As an architectural CNN accelerator integrated into NVIDIA’s GPUs, existing research mainly focuses on improving the performance of Tensor Cores. However, the highly integrated Tensor Cores are vulnerable to transient faults (i.e., soft errors), causing catastrophic consequences in safety-critical applications like automatic driving. Thus, it is imperative to estimate the reliability of CNNs on Tensor Cores. However, obtaining a statistically significant resilience profile of CNNs on Tensor Cores with the existing fault injection (FI)-based reliability estimation methods is expensive. To this end, we build TC-SEPM to predict the error resilience of CNNs on Tensor Cores instead of FI methods.
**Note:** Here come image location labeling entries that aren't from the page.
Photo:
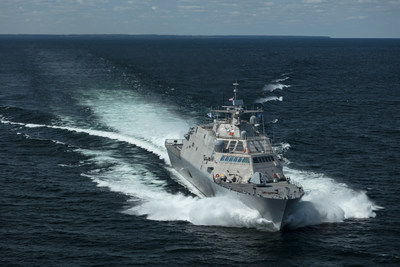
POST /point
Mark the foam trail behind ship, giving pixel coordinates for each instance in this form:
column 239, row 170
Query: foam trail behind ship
column 146, row 124
column 131, row 115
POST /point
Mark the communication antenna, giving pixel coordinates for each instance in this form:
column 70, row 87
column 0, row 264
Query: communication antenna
column 235, row 90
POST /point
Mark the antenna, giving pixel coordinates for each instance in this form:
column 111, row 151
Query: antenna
column 235, row 90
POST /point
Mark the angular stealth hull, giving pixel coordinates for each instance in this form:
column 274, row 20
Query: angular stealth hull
column 273, row 210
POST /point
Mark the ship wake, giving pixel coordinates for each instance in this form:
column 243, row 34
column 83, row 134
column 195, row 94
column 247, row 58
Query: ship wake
column 133, row 119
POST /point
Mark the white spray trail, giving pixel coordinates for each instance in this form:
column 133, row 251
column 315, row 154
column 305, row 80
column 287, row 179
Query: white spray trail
column 147, row 124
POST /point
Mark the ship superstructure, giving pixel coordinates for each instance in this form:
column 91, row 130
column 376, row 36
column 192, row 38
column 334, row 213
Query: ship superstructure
column 231, row 156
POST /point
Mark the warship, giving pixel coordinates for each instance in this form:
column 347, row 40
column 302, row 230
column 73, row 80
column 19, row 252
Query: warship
column 233, row 156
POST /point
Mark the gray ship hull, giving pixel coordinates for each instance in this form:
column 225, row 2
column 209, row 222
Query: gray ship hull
column 273, row 210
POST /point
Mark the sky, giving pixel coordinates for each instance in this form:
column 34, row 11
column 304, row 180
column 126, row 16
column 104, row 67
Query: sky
column 334, row 18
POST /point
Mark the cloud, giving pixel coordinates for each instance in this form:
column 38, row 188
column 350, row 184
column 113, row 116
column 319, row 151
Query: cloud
column 356, row 17
column 313, row 1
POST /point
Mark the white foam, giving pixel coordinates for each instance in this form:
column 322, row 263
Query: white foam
column 146, row 124
column 326, row 200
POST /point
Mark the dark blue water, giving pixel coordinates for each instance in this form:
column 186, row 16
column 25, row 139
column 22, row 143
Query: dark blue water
column 85, row 180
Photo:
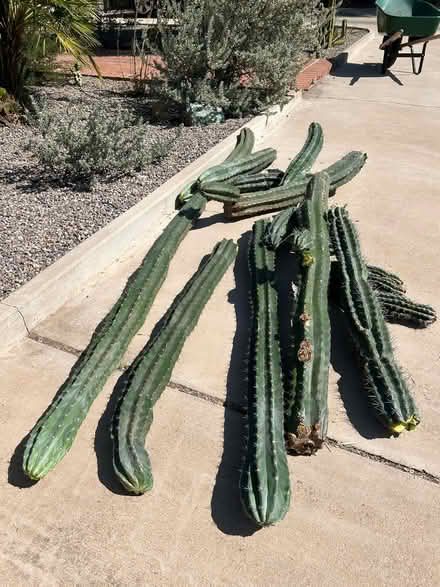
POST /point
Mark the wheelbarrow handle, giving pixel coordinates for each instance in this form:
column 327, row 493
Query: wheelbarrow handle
column 392, row 39
column 416, row 41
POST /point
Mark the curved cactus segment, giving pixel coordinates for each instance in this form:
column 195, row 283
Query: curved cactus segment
column 390, row 399
column 264, row 482
column 399, row 309
column 345, row 169
column 292, row 193
column 220, row 191
column 385, row 280
column 267, row 201
column 243, row 148
column 244, row 145
column 255, row 182
column 252, row 163
column 150, row 372
column 280, row 229
column 53, row 435
column 307, row 406
column 307, row 156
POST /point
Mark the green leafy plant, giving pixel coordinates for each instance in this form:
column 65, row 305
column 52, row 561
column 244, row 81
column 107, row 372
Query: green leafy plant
column 240, row 56
column 28, row 27
column 9, row 108
column 83, row 148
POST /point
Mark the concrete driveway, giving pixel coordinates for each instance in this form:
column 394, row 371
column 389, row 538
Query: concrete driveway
column 365, row 510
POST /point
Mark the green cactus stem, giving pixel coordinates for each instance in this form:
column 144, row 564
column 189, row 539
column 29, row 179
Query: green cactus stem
column 307, row 156
column 243, row 147
column 382, row 276
column 307, row 401
column 399, row 309
column 264, row 481
column 150, row 372
column 292, row 193
column 388, row 393
column 54, row 433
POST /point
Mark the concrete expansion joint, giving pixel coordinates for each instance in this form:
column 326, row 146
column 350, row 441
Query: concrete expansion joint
column 236, row 407
column 19, row 311
column 421, row 473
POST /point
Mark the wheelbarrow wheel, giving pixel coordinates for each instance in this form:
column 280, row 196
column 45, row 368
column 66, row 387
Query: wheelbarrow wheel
column 390, row 53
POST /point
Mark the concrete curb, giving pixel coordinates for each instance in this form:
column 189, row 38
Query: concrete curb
column 352, row 51
column 49, row 290
column 316, row 69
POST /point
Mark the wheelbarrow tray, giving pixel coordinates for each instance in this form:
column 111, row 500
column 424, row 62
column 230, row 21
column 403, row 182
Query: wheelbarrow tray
column 415, row 17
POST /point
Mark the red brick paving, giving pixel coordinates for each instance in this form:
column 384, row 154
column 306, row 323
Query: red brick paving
column 125, row 66
column 312, row 72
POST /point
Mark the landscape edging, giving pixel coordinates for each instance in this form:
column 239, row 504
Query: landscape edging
column 43, row 295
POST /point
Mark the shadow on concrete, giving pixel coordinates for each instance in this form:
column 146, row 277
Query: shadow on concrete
column 345, row 362
column 226, row 508
column 358, row 71
column 16, row 474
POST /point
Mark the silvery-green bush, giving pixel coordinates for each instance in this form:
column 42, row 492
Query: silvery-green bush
column 241, row 56
column 83, row 148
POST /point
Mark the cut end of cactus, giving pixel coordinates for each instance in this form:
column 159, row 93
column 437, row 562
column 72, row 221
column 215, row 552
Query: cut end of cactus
column 409, row 424
column 33, row 476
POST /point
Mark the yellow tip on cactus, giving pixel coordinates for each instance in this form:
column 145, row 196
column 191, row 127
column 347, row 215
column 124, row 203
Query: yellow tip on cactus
column 308, row 258
column 409, row 424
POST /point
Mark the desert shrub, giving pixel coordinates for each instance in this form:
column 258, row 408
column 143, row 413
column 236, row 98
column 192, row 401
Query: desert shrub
column 241, row 56
column 9, row 108
column 32, row 31
column 82, row 148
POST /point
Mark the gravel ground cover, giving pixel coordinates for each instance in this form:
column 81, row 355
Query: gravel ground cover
column 41, row 220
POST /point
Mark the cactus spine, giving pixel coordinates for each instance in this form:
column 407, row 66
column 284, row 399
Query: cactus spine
column 264, row 482
column 307, row 406
column 150, row 372
column 390, row 399
column 307, row 156
column 54, row 433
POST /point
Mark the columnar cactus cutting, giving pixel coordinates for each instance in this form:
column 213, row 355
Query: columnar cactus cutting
column 388, row 288
column 53, row 435
column 307, row 156
column 292, row 192
column 399, row 309
column 385, row 280
column 390, row 399
column 243, row 147
column 264, row 481
column 307, row 406
column 150, row 372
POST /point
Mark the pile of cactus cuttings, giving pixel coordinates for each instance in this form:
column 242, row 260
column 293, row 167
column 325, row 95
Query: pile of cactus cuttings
column 287, row 391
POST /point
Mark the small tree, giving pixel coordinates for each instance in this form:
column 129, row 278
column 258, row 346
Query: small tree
column 26, row 26
column 241, row 56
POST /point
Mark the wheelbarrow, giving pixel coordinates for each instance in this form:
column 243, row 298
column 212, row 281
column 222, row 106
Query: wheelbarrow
column 415, row 19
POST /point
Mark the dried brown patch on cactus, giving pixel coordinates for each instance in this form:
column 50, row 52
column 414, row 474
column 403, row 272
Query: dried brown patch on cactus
column 306, row 441
column 305, row 350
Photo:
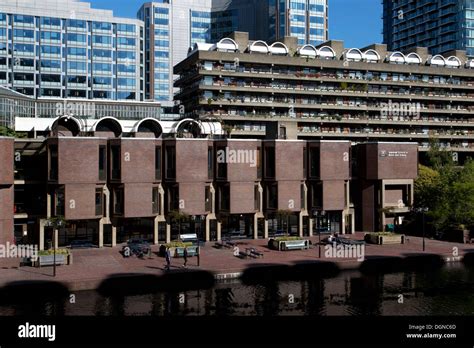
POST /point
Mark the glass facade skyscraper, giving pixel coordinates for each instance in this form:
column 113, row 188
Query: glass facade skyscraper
column 440, row 25
column 67, row 49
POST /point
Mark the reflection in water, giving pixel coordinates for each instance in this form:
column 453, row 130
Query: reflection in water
column 445, row 291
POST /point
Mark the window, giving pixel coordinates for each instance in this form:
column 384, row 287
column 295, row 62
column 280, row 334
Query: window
column 208, row 199
column 118, row 200
column 156, row 206
column 98, row 202
column 53, row 162
column 170, row 162
column 115, row 162
column 102, row 161
column 269, row 162
column 158, row 163
column 272, row 196
column 314, row 162
column 210, row 162
column 59, row 202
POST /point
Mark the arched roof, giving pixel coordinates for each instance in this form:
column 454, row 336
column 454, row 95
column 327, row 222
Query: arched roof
column 308, row 51
column 71, row 123
column 397, row 57
column 148, row 125
column 227, row 44
column 453, row 62
column 259, row 47
column 353, row 54
column 437, row 60
column 371, row 55
column 326, row 52
column 108, row 124
column 279, row 48
column 413, row 58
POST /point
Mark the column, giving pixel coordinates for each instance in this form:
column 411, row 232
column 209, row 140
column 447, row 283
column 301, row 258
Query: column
column 101, row 233
column 156, row 225
column 219, row 227
column 208, row 229
column 300, row 224
column 255, row 227
column 56, row 234
column 168, row 233
column 41, row 239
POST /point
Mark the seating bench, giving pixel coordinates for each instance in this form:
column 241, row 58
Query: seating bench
column 192, row 251
column 295, row 245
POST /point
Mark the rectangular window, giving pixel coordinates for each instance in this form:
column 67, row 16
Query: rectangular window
column 99, row 208
column 53, row 162
column 269, row 162
column 102, row 161
column 170, row 162
column 115, row 162
column 208, row 198
column 118, row 200
column 156, row 201
column 158, row 163
column 210, row 162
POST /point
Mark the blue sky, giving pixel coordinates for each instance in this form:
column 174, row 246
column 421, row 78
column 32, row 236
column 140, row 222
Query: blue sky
column 357, row 22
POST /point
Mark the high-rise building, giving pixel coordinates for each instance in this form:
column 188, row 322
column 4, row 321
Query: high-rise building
column 53, row 48
column 172, row 27
column 441, row 26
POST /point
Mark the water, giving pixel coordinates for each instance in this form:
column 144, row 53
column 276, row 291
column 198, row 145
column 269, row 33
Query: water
column 445, row 291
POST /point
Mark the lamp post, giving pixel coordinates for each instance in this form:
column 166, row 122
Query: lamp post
column 318, row 214
column 423, row 211
column 56, row 224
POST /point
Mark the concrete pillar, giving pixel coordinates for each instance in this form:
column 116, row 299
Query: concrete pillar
column 300, row 224
column 168, row 233
column 156, row 225
column 48, row 205
column 101, row 233
column 208, row 229
column 41, row 236
column 114, row 236
column 56, row 238
column 219, row 230
column 255, row 226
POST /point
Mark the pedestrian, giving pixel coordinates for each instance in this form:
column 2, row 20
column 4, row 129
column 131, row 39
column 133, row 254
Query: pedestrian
column 168, row 258
column 185, row 255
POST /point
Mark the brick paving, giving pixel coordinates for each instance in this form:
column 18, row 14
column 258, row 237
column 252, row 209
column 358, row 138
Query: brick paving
column 91, row 266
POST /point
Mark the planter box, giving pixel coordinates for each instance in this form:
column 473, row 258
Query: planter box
column 284, row 245
column 49, row 260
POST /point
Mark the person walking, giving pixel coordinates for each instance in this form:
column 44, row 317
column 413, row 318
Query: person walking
column 168, row 258
column 185, row 255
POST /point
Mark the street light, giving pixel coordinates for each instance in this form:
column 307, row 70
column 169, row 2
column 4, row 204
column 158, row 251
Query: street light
column 318, row 214
column 56, row 224
column 422, row 211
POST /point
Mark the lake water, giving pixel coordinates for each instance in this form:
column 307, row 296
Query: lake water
column 445, row 291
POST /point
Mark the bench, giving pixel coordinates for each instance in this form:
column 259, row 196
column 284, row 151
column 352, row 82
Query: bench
column 295, row 245
column 190, row 237
column 192, row 251
column 254, row 252
column 49, row 260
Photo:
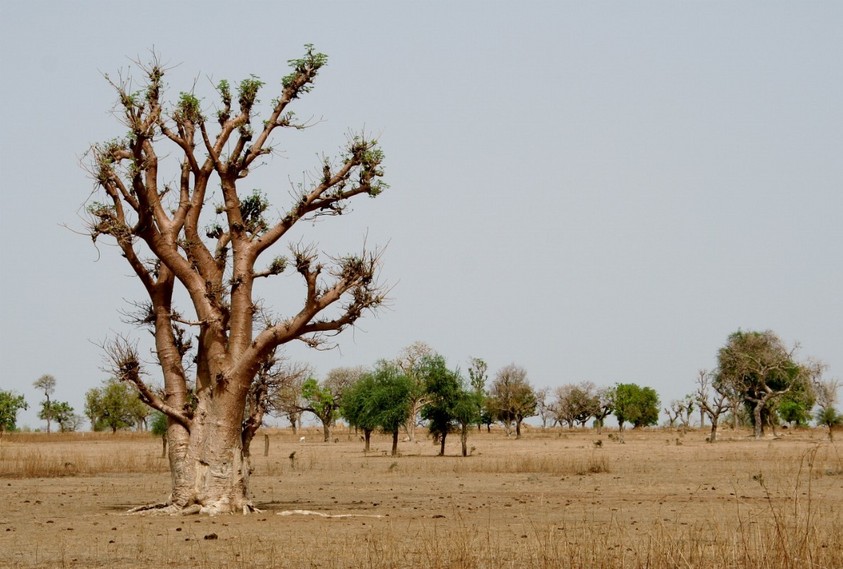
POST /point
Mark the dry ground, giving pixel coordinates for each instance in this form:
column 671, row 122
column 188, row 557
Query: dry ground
column 551, row 499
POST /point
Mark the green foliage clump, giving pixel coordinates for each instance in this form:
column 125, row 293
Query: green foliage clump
column 114, row 406
column 635, row 404
column 10, row 404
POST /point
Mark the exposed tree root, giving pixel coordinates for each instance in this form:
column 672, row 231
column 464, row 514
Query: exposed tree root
column 324, row 515
column 168, row 508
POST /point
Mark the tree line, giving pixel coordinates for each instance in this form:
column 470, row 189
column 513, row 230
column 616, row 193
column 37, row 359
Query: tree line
column 759, row 382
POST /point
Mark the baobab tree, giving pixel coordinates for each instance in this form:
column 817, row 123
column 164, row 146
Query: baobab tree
column 172, row 196
column 47, row 384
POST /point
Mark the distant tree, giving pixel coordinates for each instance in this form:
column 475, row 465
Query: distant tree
column 323, row 398
column 271, row 393
column 391, row 399
column 544, row 406
column 826, row 414
column 477, row 375
column 512, row 398
column 113, row 406
column 10, row 404
column 605, row 402
column 712, row 404
column 356, row 409
column 795, row 406
column 576, row 403
column 158, row 426
column 447, row 396
column 681, row 409
column 411, row 362
column 47, row 384
column 758, row 367
column 62, row 413
column 635, row 404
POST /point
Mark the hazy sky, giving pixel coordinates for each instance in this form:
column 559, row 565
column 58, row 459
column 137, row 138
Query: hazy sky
column 595, row 191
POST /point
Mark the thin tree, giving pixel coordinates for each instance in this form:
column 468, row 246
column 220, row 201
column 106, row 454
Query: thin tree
column 512, row 398
column 47, row 384
column 10, row 404
column 411, row 362
column 172, row 195
column 827, row 415
column 477, row 376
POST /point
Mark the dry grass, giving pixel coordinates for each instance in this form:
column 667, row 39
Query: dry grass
column 553, row 499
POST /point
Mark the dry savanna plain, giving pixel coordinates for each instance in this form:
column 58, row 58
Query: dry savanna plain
column 555, row 498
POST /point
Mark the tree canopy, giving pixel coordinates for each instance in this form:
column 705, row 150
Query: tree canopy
column 635, row 404
column 174, row 195
column 10, row 404
column 761, row 370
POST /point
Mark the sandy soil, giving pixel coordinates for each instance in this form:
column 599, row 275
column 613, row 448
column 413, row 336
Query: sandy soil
column 511, row 499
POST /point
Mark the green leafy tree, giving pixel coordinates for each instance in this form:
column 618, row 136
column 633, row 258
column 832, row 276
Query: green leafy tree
column 467, row 412
column 47, row 384
column 576, row 403
column 113, row 406
column 323, row 399
column 713, row 405
column 390, row 400
column 826, row 413
column 10, row 404
column 411, row 361
column 795, row 406
column 477, row 375
column 635, row 404
column 511, row 398
column 175, row 195
column 761, row 370
column 444, row 389
column 62, row 413
column 356, row 409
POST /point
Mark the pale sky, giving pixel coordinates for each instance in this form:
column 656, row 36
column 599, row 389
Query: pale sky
column 597, row 191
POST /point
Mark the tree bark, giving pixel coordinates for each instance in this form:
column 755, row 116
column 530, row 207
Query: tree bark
column 712, row 437
column 756, row 414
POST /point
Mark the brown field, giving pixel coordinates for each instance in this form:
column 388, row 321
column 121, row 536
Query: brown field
column 553, row 499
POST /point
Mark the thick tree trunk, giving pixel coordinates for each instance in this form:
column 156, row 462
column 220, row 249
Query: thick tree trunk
column 209, row 465
column 756, row 414
column 712, row 437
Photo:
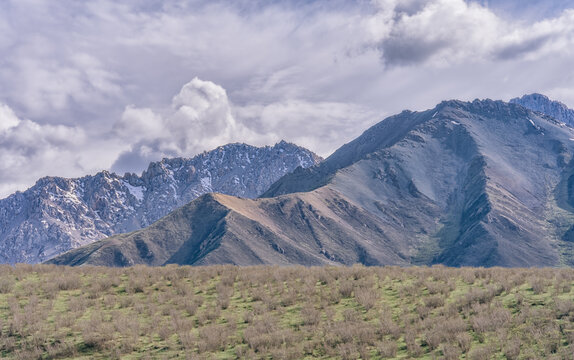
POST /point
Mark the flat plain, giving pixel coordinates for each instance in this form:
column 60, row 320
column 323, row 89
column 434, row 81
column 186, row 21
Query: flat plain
column 226, row 312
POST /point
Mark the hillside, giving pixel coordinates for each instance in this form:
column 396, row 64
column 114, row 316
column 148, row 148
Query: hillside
column 58, row 214
column 228, row 312
column 482, row 183
column 543, row 104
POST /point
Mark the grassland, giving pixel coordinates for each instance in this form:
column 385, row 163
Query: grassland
column 225, row 312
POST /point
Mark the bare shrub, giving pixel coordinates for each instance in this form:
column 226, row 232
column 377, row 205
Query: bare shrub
column 538, row 285
column 480, row 353
column 512, row 349
column 434, row 301
column 346, row 287
column 387, row 349
column 310, row 315
column 450, row 352
column 490, row 320
column 347, row 351
column 564, row 307
column 212, row 338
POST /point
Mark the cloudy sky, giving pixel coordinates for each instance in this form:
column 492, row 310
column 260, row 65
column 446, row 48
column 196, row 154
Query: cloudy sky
column 105, row 84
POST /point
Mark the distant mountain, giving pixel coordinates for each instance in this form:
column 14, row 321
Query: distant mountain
column 58, row 214
column 482, row 183
column 543, row 104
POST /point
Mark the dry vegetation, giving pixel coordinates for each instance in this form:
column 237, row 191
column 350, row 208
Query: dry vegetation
column 50, row 312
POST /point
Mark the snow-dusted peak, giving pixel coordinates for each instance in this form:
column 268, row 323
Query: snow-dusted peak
column 58, row 214
column 541, row 103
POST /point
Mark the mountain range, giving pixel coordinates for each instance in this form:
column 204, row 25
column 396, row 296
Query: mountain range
column 58, row 214
column 482, row 183
column 543, row 104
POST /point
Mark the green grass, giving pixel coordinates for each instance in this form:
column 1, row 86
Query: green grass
column 226, row 312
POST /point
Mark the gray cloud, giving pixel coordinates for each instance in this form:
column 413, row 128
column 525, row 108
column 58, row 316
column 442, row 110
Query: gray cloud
column 112, row 75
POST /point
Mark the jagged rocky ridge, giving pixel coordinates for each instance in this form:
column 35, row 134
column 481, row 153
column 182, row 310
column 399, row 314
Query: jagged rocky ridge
column 59, row 214
column 482, row 183
column 543, row 104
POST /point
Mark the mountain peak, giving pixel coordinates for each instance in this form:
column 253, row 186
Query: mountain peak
column 541, row 103
column 59, row 214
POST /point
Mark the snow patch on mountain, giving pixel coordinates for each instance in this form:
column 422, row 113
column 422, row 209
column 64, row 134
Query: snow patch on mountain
column 57, row 214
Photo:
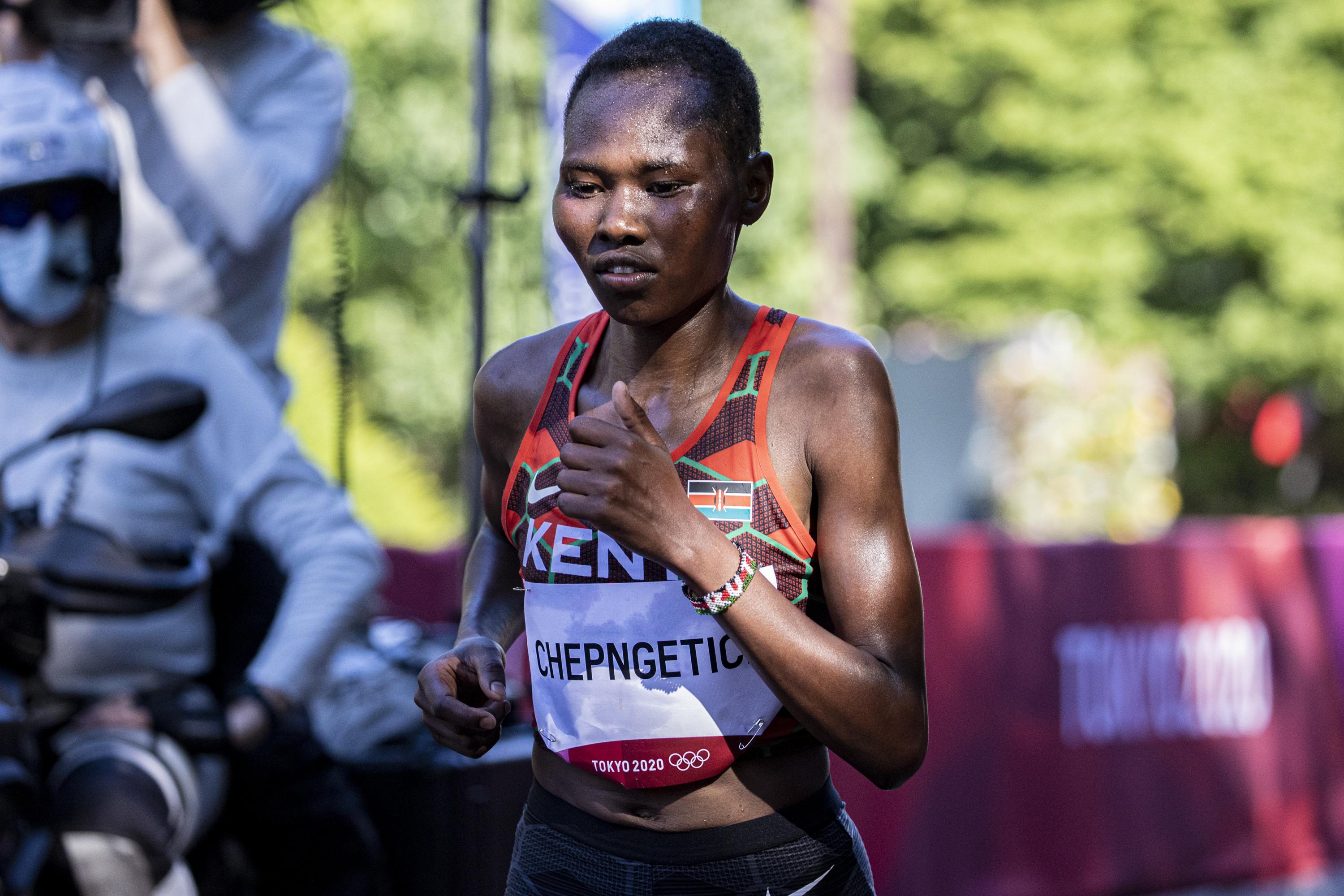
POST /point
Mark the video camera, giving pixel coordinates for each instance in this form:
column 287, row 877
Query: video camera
column 115, row 21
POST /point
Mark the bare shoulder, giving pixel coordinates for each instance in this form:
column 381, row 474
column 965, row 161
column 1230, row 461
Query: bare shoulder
column 510, row 386
column 834, row 363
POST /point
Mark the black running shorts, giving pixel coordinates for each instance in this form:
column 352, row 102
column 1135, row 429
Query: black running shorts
column 810, row 848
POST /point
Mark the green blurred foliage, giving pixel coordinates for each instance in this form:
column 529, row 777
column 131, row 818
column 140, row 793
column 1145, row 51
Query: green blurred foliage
column 1172, row 171
column 389, row 485
column 410, row 147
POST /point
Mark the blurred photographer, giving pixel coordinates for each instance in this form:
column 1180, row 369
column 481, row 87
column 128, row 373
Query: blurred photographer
column 136, row 773
column 225, row 124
To ensure the accuracy of TC-SEPM, we first investigate resilience-related features from program and microarchitecture perspectives. Then, leveraging these heuristic features, we train machine learning models to learn the hidden relationship between error resilience and the investigated features, enabling us to predict the impact of soft errors in Tensor Cores on CNN output. Experimental results show that TC-SEPM achieves high accuracy for individual soft error resiliency prediction and overall program resilience estimation while its overhead is only 1/27 of FI methods. Additionally, TC-SEPM can provide valuable insights for programmers or architects to design more robust CNN models on Tensor Cores.